In parliament yesterday Kwasi Kwarteng said “transparent data” should be provided for LV= customers about how much bankers, lawyers and lobbyists stand to make from the proposed sale of the mutual insurer to Bain Capital, which would end the firm’s member-owned status.
Labour MP Gareth Thomas, chair of the all-party parliamentary group for mutuals, today told City A.M. that LV= “should publish the bid and the tender documents from Bain, and from Royal London, in full, and let members look.”
“This is money that’s been invested by British families for their retirement,” Thomas explained, “and they’ve got a right to expect Liverpool Victoria to manage that money in an effective and an honest way and not revealing how much they’re paying for all this doesn’t seem to sit with this.”
FTI Consulting, according to reports, is one of the companies which stands to benefit from the deal but has come under scrutiny after The Times reported a possible conflict of interest. FTI Consulting has been employed for public relations advice even as one of its managing directors is set to be involved in an independent review of the deal.
It has also been noted that the investment bank working with LV=, Fenchurch Advisory Partners, is headed by Malik Karim, treasurer of the Conservative party.
Chief executive Mark Hartigan has so far declined to reveal how much the mutual insurer, which is legally owned by around 297,000 with-profits policyholders, is spending on its advisers.
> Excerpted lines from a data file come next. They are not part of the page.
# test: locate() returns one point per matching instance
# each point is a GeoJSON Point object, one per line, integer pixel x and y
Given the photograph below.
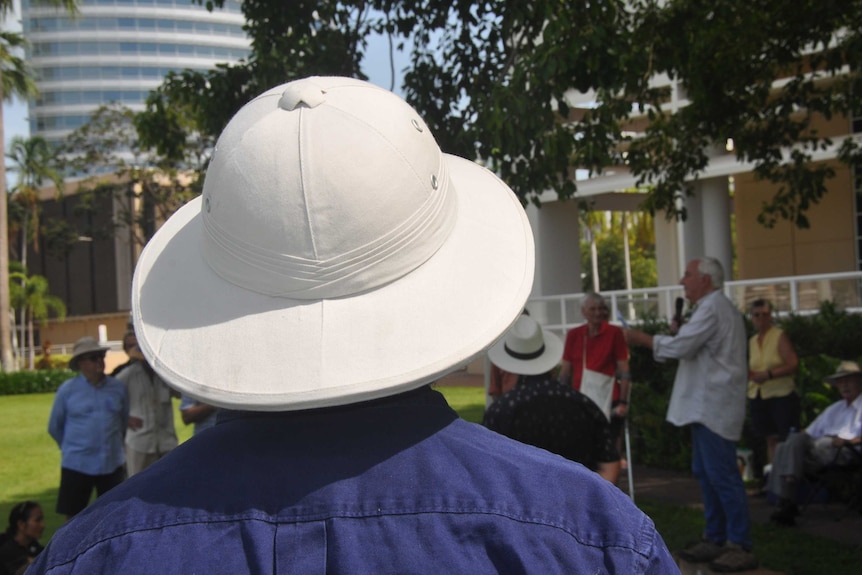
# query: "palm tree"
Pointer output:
{"type": "Point", "coordinates": [33, 159]}
{"type": "Point", "coordinates": [32, 297]}
{"type": "Point", "coordinates": [14, 81]}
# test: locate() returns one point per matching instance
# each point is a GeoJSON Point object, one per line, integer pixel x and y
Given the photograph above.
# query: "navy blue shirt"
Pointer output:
{"type": "Point", "coordinates": [398, 485]}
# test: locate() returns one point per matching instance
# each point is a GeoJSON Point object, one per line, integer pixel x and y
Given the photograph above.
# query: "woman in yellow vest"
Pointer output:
{"type": "Point", "coordinates": [775, 407]}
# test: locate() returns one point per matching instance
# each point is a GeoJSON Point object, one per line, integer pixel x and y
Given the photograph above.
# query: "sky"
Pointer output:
{"type": "Point", "coordinates": [15, 113]}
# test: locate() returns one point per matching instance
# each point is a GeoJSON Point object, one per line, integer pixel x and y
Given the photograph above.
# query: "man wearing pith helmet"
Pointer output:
{"type": "Point", "coordinates": [336, 264]}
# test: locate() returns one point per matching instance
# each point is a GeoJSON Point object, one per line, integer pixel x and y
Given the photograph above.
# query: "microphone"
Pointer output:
{"type": "Point", "coordinates": [678, 315]}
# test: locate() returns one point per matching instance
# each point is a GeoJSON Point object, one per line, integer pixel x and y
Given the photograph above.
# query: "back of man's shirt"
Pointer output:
{"type": "Point", "coordinates": [398, 485]}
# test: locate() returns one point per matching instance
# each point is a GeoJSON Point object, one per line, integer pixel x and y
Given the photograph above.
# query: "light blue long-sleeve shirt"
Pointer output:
{"type": "Point", "coordinates": [88, 423]}
{"type": "Point", "coordinates": [712, 377]}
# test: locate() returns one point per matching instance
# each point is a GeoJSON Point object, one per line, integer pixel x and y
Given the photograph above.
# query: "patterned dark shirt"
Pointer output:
{"type": "Point", "coordinates": [541, 412]}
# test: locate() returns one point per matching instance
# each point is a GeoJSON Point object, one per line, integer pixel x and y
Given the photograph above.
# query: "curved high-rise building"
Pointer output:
{"type": "Point", "coordinates": [118, 51]}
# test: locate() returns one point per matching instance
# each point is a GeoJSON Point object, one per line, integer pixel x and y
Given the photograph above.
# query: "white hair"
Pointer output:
{"type": "Point", "coordinates": [711, 267]}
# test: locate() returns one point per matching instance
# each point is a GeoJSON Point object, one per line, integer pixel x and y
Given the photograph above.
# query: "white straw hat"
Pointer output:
{"type": "Point", "coordinates": [845, 369]}
{"type": "Point", "coordinates": [527, 349]}
{"type": "Point", "coordinates": [336, 255]}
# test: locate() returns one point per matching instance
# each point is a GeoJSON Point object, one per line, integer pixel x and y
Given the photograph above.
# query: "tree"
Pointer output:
{"type": "Point", "coordinates": [32, 296]}
{"type": "Point", "coordinates": [34, 160]}
{"type": "Point", "coordinates": [150, 187]}
{"type": "Point", "coordinates": [492, 78]}
{"type": "Point", "coordinates": [15, 80]}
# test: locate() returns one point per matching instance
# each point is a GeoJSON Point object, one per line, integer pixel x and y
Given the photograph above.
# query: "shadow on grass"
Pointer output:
{"type": "Point", "coordinates": [777, 548]}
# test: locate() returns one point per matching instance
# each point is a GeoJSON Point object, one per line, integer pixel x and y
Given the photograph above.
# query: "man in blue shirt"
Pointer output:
{"type": "Point", "coordinates": [336, 263]}
{"type": "Point", "coordinates": [541, 411]}
{"type": "Point", "coordinates": [88, 420]}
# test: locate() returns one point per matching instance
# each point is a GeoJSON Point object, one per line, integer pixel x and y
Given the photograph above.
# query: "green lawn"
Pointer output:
{"type": "Point", "coordinates": [30, 469]}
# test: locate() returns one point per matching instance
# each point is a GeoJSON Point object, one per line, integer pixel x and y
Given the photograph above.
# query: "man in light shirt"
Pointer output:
{"type": "Point", "coordinates": [709, 395]}
{"type": "Point", "coordinates": [821, 443]}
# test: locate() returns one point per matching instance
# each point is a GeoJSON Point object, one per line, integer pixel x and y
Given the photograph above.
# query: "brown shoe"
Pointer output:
{"type": "Point", "coordinates": [734, 560]}
{"type": "Point", "coordinates": [786, 515]}
{"type": "Point", "coordinates": [702, 552]}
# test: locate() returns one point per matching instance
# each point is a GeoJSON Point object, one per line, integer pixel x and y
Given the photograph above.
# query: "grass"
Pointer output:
{"type": "Point", "coordinates": [31, 470]}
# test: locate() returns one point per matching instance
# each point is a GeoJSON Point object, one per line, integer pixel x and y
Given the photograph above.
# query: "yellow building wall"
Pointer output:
{"type": "Point", "coordinates": [827, 246]}
{"type": "Point", "coordinates": [67, 332]}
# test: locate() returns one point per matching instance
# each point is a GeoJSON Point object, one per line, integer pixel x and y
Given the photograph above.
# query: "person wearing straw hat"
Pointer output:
{"type": "Point", "coordinates": [820, 444]}
{"type": "Point", "coordinates": [336, 264]}
{"type": "Point", "coordinates": [540, 410]}
{"type": "Point", "coordinates": [88, 419]}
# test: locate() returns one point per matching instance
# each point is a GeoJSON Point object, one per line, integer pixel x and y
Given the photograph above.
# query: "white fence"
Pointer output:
{"type": "Point", "coordinates": [795, 294]}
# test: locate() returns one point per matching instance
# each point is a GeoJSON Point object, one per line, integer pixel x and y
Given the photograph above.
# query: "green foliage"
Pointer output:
{"type": "Point", "coordinates": [821, 341]}
{"type": "Point", "coordinates": [39, 381]}
{"type": "Point", "coordinates": [654, 441]}
{"type": "Point", "coordinates": [780, 550]}
{"type": "Point", "coordinates": [148, 189]}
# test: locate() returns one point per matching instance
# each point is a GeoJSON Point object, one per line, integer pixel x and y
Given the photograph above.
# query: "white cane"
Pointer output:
{"type": "Point", "coordinates": [629, 459]}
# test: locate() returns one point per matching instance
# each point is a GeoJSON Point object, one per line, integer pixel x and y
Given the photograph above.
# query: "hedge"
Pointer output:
{"type": "Point", "coordinates": [39, 381]}
{"type": "Point", "coordinates": [821, 342]}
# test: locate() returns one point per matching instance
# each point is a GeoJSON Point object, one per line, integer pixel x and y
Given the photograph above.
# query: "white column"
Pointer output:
{"type": "Point", "coordinates": [716, 209]}
{"type": "Point", "coordinates": [691, 230]}
{"type": "Point", "coordinates": [667, 251]}
{"type": "Point", "coordinates": [556, 231]}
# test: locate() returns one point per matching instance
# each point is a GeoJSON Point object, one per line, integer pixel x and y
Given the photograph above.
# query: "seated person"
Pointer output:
{"type": "Point", "coordinates": [542, 412]}
{"type": "Point", "coordinates": [20, 543]}
{"type": "Point", "coordinates": [840, 424]}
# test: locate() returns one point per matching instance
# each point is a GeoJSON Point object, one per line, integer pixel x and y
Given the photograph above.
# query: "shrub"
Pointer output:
{"type": "Point", "coordinates": [39, 381]}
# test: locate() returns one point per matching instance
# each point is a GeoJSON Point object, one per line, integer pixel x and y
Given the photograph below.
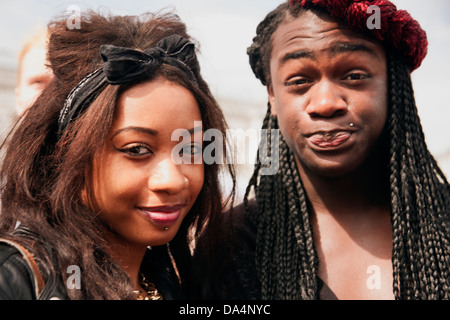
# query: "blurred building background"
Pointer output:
{"type": "Point", "coordinates": [224, 29]}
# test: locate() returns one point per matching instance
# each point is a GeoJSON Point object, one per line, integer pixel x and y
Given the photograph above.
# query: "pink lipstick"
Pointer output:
{"type": "Point", "coordinates": [330, 139]}
{"type": "Point", "coordinates": [163, 215]}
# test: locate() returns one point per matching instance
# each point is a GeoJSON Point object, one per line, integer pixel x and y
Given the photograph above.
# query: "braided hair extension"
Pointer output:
{"type": "Point", "coordinates": [420, 199]}
{"type": "Point", "coordinates": [286, 259]}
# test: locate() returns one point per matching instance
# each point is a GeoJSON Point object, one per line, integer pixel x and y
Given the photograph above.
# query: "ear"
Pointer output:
{"type": "Point", "coordinates": [273, 107]}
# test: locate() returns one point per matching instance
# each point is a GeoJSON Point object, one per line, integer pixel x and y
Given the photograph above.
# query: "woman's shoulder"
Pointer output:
{"type": "Point", "coordinates": [16, 276]}
{"type": "Point", "coordinates": [24, 276]}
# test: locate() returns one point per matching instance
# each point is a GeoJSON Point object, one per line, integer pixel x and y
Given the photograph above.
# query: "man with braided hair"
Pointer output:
{"type": "Point", "coordinates": [358, 209]}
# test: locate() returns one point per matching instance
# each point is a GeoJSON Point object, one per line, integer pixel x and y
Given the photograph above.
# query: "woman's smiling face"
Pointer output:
{"type": "Point", "coordinates": [329, 92]}
{"type": "Point", "coordinates": [138, 191]}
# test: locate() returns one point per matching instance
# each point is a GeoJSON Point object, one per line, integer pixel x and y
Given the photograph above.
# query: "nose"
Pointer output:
{"type": "Point", "coordinates": [326, 101]}
{"type": "Point", "coordinates": [167, 177]}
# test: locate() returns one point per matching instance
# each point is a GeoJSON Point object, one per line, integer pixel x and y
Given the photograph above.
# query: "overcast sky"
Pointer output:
{"type": "Point", "coordinates": [225, 28]}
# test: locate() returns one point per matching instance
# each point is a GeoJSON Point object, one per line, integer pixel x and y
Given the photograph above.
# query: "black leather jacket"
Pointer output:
{"type": "Point", "coordinates": [18, 282]}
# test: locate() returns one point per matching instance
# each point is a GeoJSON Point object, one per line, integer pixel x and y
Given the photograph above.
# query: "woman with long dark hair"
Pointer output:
{"type": "Point", "coordinates": [90, 188]}
{"type": "Point", "coordinates": [359, 208]}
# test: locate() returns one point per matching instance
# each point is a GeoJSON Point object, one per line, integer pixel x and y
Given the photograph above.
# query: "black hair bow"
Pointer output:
{"type": "Point", "coordinates": [124, 65]}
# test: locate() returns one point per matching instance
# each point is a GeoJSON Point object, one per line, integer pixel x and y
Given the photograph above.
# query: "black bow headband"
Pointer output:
{"type": "Point", "coordinates": [124, 65]}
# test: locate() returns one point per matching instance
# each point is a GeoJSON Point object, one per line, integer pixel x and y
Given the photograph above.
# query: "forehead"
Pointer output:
{"type": "Point", "coordinates": [317, 32]}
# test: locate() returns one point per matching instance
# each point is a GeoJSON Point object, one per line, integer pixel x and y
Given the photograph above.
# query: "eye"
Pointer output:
{"type": "Point", "coordinates": [355, 76]}
{"type": "Point", "coordinates": [191, 150]}
{"type": "Point", "coordinates": [136, 150]}
{"type": "Point", "coordinates": [298, 81]}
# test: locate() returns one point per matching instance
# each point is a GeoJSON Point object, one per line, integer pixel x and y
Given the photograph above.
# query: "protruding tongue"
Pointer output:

An LV= spokesperson said: “As a mutual we are keenly aware of our responsibility to members’ money. We competitively tendered for all advisory aspects of the transaction. The fees are commensurate with other transactions of this size and complexity.”
The news comes amid rising tensions as the proposed takeover deal of LV= has come under increased scrutiny after the mutual insurer announced that its members would receive just £100 each from the £530m sale to Bain, which will end LV’s status as a mutual after 178 years.
The mutual’s 1.16m members will vote to approve or reject the Bain deal on December 10 – three quarters of the votes are needed for the takeover to go ahead.